Suppose i have two non-empty disjoint open sets on $S^2$ does there always exist a $C^0$ curve in the complement of the union of the two sets Let $A$ and $B$ be non-empty open and disjoint sets on an $S^2$.
Does there exist (at least) one closed $C^0$ curve in $S^2\setminus(A\cup B)$.
If it is not true, what other condition has to be required to make it true.
Comment: It seems clear that any continuous path $\alpha(\tau)$ defined for $\tau\in[0,1]$ with $\alpha(0)\in A$ and $\alpha(1)\in B$ has to intersect $S^2\setminus(A\cup B)$ in at least one point. 

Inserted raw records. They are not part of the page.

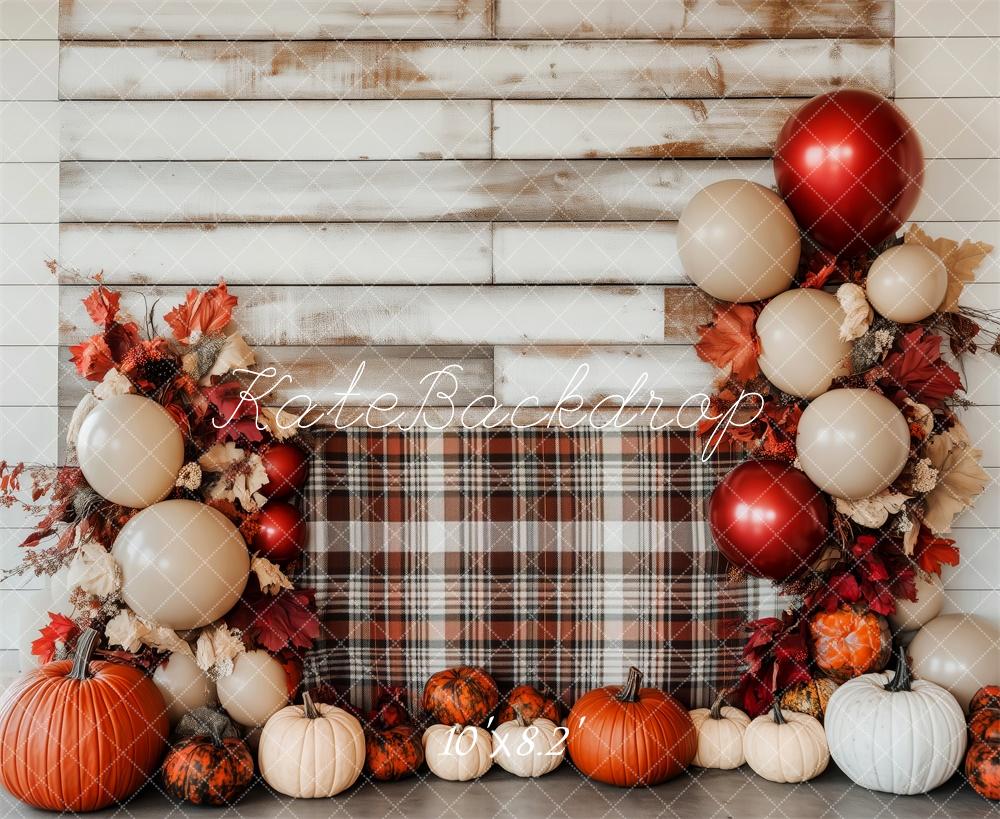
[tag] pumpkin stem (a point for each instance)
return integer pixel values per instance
(630, 691)
(309, 709)
(85, 646)
(901, 679)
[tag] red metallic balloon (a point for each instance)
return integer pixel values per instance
(850, 167)
(287, 467)
(768, 518)
(282, 532)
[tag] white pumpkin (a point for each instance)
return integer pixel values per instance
(720, 732)
(902, 736)
(529, 748)
(311, 751)
(786, 746)
(458, 753)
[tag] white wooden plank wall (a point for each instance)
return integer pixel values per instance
(417, 183)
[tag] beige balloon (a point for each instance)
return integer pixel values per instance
(852, 443)
(738, 241)
(907, 283)
(130, 450)
(183, 685)
(801, 351)
(184, 564)
(257, 688)
(960, 652)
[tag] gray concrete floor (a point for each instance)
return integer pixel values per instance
(564, 794)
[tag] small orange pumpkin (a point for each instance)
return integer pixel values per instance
(530, 703)
(847, 643)
(464, 695)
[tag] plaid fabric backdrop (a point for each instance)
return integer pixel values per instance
(551, 557)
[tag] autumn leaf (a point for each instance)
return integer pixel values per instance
(960, 260)
(729, 341)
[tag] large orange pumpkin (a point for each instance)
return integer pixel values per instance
(847, 643)
(465, 695)
(627, 735)
(78, 736)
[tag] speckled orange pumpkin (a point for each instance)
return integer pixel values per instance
(464, 695)
(847, 643)
(810, 698)
(531, 703)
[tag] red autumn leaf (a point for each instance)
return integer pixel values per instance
(729, 339)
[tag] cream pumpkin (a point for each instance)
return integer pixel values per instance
(785, 746)
(458, 753)
(720, 736)
(529, 747)
(311, 751)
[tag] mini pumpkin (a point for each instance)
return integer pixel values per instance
(809, 698)
(465, 695)
(458, 753)
(531, 703)
(393, 753)
(529, 748)
(848, 642)
(720, 736)
(785, 746)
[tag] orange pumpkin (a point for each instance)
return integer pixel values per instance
(394, 753)
(464, 695)
(79, 735)
(627, 735)
(531, 704)
(847, 643)
(982, 769)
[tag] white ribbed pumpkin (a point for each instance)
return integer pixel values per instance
(458, 753)
(785, 746)
(529, 748)
(720, 736)
(902, 736)
(311, 751)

Interpreting the $S^2$ as the Riemannsphere this can also be interpreted as a question about open sets on the plane. 
 A: Take your favorite connected but not locally connected compact $K$ in the real plane, assuming $\mathbb R^2 \setminus K$ to be connected. There exists two distinct points $p,q\in K$ that cannot be joined by a curve ($C^0$ map) within $K$, but are nonetheless accessible from the exterior. Embed $K$ in $\mathbb S^2\simeq \mathbb R^2\cup \{\infty\}$ and join $\infty$ to $p$ and $q$ with two simple, continuous paths that do not cross one another nor $K$. The complement of this compact set $C$ has two open connected components $A$ and $B$, but $C$ does not contain the image of any Jordan curve.

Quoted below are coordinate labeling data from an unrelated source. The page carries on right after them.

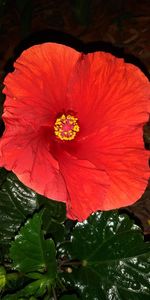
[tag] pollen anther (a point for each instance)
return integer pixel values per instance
(66, 127)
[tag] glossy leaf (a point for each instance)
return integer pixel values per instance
(53, 217)
(2, 278)
(107, 259)
(69, 297)
(30, 252)
(16, 203)
(36, 288)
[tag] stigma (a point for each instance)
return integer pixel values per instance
(66, 127)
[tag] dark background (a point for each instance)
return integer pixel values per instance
(121, 27)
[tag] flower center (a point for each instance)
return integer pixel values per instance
(66, 127)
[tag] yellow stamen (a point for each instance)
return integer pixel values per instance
(66, 127)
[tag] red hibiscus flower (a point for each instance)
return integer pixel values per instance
(74, 128)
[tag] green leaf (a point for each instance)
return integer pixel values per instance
(107, 258)
(81, 10)
(2, 278)
(54, 215)
(36, 288)
(25, 9)
(16, 203)
(69, 297)
(30, 252)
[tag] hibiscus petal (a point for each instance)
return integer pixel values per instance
(28, 156)
(86, 185)
(121, 152)
(105, 90)
(36, 90)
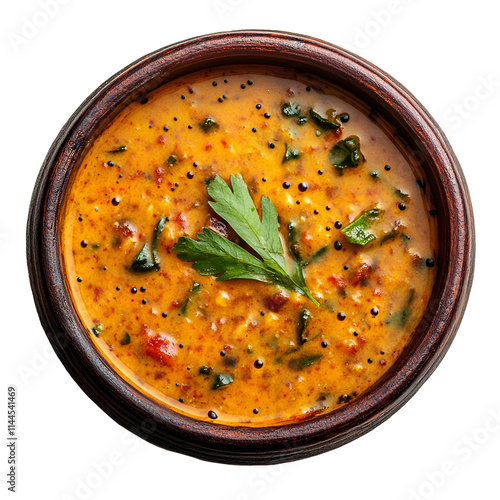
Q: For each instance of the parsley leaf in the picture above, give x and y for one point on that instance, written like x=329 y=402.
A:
x=213 y=254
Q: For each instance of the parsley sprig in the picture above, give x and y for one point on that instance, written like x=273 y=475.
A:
x=213 y=254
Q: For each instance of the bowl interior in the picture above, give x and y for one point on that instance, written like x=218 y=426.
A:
x=397 y=112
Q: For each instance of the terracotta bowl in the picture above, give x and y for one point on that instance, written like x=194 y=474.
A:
x=238 y=445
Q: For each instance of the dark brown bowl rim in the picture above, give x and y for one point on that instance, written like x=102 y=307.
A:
x=216 y=442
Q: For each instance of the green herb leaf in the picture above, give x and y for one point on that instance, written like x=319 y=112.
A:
x=323 y=123
x=356 y=232
x=293 y=242
x=301 y=363
x=221 y=380
x=194 y=290
x=125 y=339
x=400 y=193
x=290 y=154
x=121 y=149
x=213 y=254
x=400 y=318
x=346 y=154
x=147 y=259
x=316 y=256
x=208 y=125
x=293 y=110
x=302 y=324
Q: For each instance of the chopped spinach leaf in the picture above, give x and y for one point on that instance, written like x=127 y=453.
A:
x=290 y=154
x=293 y=110
x=221 y=380
x=356 y=232
x=293 y=241
x=147 y=259
x=194 y=290
x=316 y=256
x=301 y=363
x=302 y=324
x=208 y=125
x=400 y=193
x=401 y=317
x=323 y=123
x=346 y=154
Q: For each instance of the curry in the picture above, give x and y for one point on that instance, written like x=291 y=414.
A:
x=249 y=246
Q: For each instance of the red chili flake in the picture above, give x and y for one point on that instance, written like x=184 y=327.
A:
x=275 y=302
x=159 y=173
x=362 y=273
x=338 y=281
x=160 y=346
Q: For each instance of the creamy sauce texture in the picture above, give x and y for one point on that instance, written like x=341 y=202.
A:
x=241 y=351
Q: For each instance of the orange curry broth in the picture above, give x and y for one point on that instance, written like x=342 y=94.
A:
x=177 y=349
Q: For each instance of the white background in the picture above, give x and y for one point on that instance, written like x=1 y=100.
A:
x=445 y=52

Conversely, if no such curve exists in $C:=\mathbb S^2\setminus(A\cup B)$ for general $A$ and $B$ then $C$ has to be not locally connected.
A: Take a copy $W$ of the Warsaw circle in the sphere $S^2$. Its complement $S^2\setminus W$  decomposes into two open disjoint sets $A,B$ such that $S^2\setminus (A\cup B)=W$ does not contain any closed Jordan curve.
Instead of the Warsaw circle we can also take any circle-like continuum $K$ in $S^2$ which does not contain a non-trivial continuous path. In this case the complement $S^2\setminus (A\cup B)$ will not contain non-trivial curves.